Il peso di quell'atteggiamento si è riflesso nelle decisioni chiave. Dopo aver dichiarato conclusa la visita apostolica senza avvisare i visitati, il cardinale ha firmato il decreto che ha imposto il commissariato nel 2019. Il libro indica che persino prima di quell'atto formale, il prefetto avrebbe commentato a detrattori dell'istituzione che pianificava di inviare un commissariato dopo Pasqua. Una giovane appartenente a un gruppo oppositore ha affermato di aver ricevuto quell'informazione direttamente dal cardinale in un'udienza privata ad aprile di quell'anno. Questa versione suggerisce che la decisione era già presa in anticipo, senza attendere i processi abituali di discernimento istituzionale.

Il rapporto del prefetto con i detrattori contrasta anche con l'indifferenza mostrata verso i Heraldos e verso lo stesso commissario. Il cardinale Damasceno ha spiegato in una riunione che Braz de Aviz non poteva influenzare il commissariato, ammettendo persino che il prefetto era parziale e che quella parzialità metteva in discussione la credibilità del processo. Il commissario ha chiarito che la sua missione proveniva dall'autorità del Papa, non del prefetto, e che non era obbligato a seguire direttive che snaturassero il lavoro affidato.

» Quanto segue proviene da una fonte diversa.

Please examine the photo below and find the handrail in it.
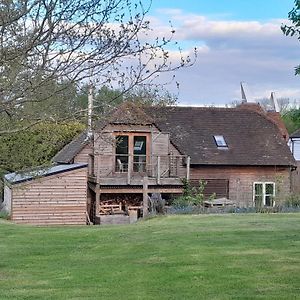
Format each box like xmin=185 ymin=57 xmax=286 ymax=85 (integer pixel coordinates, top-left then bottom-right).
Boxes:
xmin=89 ymin=153 xmax=190 ymax=180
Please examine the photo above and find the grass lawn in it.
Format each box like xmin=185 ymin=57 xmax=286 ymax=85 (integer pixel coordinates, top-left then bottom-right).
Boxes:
xmin=0 ymin=214 xmax=300 ymax=300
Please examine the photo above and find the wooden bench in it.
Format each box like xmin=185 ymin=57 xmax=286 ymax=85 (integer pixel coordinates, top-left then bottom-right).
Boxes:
xmin=100 ymin=203 xmax=125 ymax=215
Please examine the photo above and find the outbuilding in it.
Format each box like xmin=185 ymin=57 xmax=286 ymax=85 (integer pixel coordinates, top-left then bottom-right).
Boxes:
xmin=4 ymin=163 xmax=87 ymax=225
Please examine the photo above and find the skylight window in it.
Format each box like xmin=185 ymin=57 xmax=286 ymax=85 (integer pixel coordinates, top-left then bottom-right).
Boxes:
xmin=214 ymin=135 xmax=228 ymax=148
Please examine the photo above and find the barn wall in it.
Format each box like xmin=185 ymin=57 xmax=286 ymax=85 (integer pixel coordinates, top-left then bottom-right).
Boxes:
xmin=191 ymin=166 xmax=291 ymax=206
xmin=12 ymin=168 xmax=87 ymax=225
xmin=74 ymin=145 xmax=93 ymax=164
xmin=94 ymin=125 xmax=177 ymax=177
xmin=291 ymin=161 xmax=300 ymax=194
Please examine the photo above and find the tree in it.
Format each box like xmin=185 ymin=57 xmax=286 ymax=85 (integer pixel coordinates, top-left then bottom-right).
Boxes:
xmin=281 ymin=0 xmax=300 ymax=75
xmin=0 ymin=0 xmax=196 ymax=134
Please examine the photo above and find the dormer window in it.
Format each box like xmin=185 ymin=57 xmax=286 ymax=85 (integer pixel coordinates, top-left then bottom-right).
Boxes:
xmin=214 ymin=135 xmax=228 ymax=148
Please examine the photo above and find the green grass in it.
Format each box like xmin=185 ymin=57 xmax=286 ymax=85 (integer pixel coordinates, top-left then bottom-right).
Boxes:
xmin=0 ymin=214 xmax=300 ymax=300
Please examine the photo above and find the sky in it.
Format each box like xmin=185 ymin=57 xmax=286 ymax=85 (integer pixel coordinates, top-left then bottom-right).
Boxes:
xmin=148 ymin=0 xmax=300 ymax=106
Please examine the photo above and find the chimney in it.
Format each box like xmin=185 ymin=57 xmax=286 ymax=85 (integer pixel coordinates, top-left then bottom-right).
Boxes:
xmin=241 ymin=81 xmax=247 ymax=103
xmin=270 ymin=92 xmax=280 ymax=113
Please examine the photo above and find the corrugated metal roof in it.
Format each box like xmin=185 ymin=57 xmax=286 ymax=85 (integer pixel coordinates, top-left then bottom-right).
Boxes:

Uno stile di governo che genera opacità e incertezza

Il libro presenta il cardinale Braz de Aviz come un prefetto che ha agito con segretezza, mancanza di dialogo e decisioni unilaterali. Il suo rifiuto di ricevere i Heraldos, il suo rifiuto di incontrarsi con il commissario in momenti chiave e la duplicazione di atti giuridici hanno alimentato la percezione di un processo poco trasparente. Non ha nemmeno fornito spiegazioni chiare sui presunti motivi del commissariato, che non sono mai stati comunicati formalmente agli interessati e che, secondo il testo, non reggono alla luce dei rapporti ufficiali ottenuti durante la visita apostolica.

A ciò si aggiunge la contraddizione tra le sue parole e le sue azioni: da un lato esigeva correzioni e vigilanza; dall'altro, ignorava i rapporti del commissario e preferiva ascoltare persone estranee al processo formale, molte di esse legate a gruppi critici verso i Heraldos. Per l'autore del libro, questo stile di governo ha indebolito la legittimità del commissariato e ha reso praticamente impossibile una risoluzione ordinata.

La figura determinante di un processo prolungato

Il cardinale João Braz de Aviz non ha solo diretto l'intervento contro i Heraldos del Evangelio dall'autorità del suo incarico, ma ha influenzato il suo sviluppo con una posizione personale critica verso l'istituzione. Il suo modo di agire, basato su silenzi, decisioni incomplete e una marcata distanza con gli interessati, ha prolungato il commissariato e ha contribuito a un clima di diffidenza dal quale l'istituzione non è ancora riuscita a uscire. Per chi legge il caso dall'esterno, il nome del prefetto appare come il filo conduttore di tutti i momenti decisivi, e la sua figura come il fattore umano che ha pesato di più sull'evoluzione —o sullo stallo— del processo.